Shareholders in Reliance Communications (RCom) have given their support to the proposed sale of its wireless assets to Reliance Jio Infocomm.
The deal, which will reduce the troubled operator’s debt by INR250 billion ($3.9 billion), will see Jio acquire all of RCom’s spectrum, towers and fibre telecoms infrastructure. On track for completion by March 2018, the deal was backed by a majority of 99.91% of shareholders.
RCom’s debt is held by a consortium of Indian and overseas banks, and is estimated to be around INR450 billion. The Jio deal forms part of RCom’s efforts to write down this debt; it was struck at the start of this year, following rumours in October 2017 that RCom would sell off the larger part of its wireless operations.
The agreement will see Reliance Industries regain control over RCom’s telecoms unit after the business was split between the Ambani brothers in 2005. RCom had previously attempted to merge with Aircel but the deal fell through, contributing further to its problems.

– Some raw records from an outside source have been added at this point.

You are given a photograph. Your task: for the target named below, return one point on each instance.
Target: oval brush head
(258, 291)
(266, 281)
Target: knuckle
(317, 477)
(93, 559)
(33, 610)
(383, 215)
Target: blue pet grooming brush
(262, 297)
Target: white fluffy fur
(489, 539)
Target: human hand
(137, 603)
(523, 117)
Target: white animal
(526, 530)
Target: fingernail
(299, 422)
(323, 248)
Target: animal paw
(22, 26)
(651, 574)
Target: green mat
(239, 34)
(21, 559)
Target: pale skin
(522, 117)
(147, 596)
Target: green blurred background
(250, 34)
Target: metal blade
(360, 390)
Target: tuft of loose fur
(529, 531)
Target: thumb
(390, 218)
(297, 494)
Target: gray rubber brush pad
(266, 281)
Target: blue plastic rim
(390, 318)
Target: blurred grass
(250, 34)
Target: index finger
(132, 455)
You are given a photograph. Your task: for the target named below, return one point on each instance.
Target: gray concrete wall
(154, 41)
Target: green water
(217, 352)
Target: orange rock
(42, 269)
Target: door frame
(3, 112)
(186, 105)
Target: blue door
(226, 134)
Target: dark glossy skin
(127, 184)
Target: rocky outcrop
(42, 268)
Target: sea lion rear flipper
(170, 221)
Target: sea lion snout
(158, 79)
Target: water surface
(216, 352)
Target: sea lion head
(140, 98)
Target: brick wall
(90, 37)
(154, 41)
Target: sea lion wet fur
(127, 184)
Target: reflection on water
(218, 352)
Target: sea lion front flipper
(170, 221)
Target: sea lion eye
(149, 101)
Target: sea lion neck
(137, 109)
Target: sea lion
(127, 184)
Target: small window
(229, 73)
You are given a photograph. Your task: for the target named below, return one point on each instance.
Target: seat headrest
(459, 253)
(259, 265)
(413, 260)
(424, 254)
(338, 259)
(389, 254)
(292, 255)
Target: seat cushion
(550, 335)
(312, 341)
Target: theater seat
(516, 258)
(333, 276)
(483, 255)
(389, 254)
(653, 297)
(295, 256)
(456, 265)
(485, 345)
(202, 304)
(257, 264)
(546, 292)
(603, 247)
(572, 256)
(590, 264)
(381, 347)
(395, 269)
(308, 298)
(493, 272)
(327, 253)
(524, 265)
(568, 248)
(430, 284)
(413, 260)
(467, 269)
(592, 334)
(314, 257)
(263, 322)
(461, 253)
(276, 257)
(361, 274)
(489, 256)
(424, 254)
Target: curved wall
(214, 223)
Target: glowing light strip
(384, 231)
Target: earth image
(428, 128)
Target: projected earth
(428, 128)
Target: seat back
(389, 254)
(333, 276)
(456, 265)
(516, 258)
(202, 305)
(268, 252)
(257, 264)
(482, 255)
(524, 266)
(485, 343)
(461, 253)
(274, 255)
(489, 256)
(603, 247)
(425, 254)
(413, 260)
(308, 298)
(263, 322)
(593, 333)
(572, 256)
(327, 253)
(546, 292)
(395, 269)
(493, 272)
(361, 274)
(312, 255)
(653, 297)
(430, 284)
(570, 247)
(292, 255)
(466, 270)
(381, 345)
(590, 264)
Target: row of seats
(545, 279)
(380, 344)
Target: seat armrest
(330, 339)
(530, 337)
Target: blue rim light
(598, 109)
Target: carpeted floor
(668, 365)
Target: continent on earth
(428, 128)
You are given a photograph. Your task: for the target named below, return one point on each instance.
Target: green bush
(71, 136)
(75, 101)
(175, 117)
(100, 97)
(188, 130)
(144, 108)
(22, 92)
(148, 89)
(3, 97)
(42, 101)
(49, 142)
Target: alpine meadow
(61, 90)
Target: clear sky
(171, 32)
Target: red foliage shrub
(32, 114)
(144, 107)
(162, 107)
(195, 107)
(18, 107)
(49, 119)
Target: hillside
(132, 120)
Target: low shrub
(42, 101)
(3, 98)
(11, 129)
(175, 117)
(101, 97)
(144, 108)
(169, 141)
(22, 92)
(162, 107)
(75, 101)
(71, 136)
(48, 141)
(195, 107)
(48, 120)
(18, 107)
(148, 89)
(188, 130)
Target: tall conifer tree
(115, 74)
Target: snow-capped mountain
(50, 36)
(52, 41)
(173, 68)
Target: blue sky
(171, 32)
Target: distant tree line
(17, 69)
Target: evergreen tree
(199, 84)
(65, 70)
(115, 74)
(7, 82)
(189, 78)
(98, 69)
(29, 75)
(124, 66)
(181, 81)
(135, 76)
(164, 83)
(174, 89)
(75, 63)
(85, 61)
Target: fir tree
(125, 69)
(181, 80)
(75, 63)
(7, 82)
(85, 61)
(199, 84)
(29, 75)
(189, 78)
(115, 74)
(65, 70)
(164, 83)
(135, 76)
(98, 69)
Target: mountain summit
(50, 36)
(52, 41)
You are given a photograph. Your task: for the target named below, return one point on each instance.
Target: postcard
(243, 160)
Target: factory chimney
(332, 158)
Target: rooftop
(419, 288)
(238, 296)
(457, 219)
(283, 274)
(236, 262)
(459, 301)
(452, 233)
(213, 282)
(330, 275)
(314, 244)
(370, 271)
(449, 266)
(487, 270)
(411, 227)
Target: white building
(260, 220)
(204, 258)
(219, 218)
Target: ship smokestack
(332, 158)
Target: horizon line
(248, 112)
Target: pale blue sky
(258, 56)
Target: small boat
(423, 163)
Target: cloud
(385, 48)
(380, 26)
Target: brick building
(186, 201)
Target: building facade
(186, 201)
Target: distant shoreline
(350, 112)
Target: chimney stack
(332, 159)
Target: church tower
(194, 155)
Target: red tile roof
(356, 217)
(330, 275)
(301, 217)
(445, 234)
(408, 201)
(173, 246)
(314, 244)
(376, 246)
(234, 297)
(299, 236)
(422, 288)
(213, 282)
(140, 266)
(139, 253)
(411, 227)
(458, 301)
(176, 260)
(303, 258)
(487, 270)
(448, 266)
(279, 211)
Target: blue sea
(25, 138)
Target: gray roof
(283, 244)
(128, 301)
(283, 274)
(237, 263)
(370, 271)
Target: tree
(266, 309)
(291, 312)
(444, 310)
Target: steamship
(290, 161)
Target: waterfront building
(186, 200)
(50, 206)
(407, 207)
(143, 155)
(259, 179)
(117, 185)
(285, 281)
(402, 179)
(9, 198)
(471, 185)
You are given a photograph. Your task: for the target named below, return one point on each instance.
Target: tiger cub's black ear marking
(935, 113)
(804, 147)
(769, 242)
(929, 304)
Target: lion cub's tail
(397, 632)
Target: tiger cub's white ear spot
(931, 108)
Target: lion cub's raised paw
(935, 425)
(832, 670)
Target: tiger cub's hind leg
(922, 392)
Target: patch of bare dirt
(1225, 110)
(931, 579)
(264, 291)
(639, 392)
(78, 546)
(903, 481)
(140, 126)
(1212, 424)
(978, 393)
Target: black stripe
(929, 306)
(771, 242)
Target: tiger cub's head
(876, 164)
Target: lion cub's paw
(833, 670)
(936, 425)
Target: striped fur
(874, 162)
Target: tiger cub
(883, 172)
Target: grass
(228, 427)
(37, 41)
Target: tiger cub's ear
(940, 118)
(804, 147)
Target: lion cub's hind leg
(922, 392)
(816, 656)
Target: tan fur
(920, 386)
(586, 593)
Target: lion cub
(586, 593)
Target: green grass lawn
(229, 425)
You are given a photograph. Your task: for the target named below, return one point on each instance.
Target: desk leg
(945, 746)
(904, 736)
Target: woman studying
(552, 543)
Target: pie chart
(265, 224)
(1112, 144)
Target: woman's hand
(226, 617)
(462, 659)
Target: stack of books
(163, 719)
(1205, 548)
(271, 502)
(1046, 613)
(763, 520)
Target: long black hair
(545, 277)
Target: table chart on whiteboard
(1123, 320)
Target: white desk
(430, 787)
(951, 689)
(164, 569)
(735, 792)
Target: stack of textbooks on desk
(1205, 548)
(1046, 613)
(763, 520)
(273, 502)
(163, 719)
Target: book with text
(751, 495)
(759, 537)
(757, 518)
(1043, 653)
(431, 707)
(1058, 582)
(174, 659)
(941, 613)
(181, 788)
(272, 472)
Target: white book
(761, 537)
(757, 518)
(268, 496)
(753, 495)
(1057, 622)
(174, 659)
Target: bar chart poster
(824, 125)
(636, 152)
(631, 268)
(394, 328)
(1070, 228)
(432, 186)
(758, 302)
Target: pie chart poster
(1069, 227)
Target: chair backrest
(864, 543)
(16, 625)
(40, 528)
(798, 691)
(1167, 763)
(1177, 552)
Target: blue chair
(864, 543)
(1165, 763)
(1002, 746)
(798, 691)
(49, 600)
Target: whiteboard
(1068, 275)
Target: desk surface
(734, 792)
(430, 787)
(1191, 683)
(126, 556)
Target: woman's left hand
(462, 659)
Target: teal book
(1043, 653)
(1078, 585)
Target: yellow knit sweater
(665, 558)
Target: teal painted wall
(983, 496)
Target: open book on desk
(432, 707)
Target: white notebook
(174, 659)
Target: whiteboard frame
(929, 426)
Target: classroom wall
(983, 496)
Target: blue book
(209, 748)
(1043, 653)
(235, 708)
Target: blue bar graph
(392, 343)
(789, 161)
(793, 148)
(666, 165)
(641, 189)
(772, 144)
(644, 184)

The deal is the latest in a spate of consolidation in the Indian market, which was shaken up following Jio’s entry to the market in September 2016. Vodafone India and Idea Cellular are merging to create a new market leader, while Bharti Airtel is strengthening its footprint with the purchase of Telenor’s Indian unit.
Following the acquisition, RCom has stated that it will continue to provide services to enterprises as a B2B operation, both within India and overseas. In addition, it will retain control of its data centres and submarine cable assets and will operate them as usual.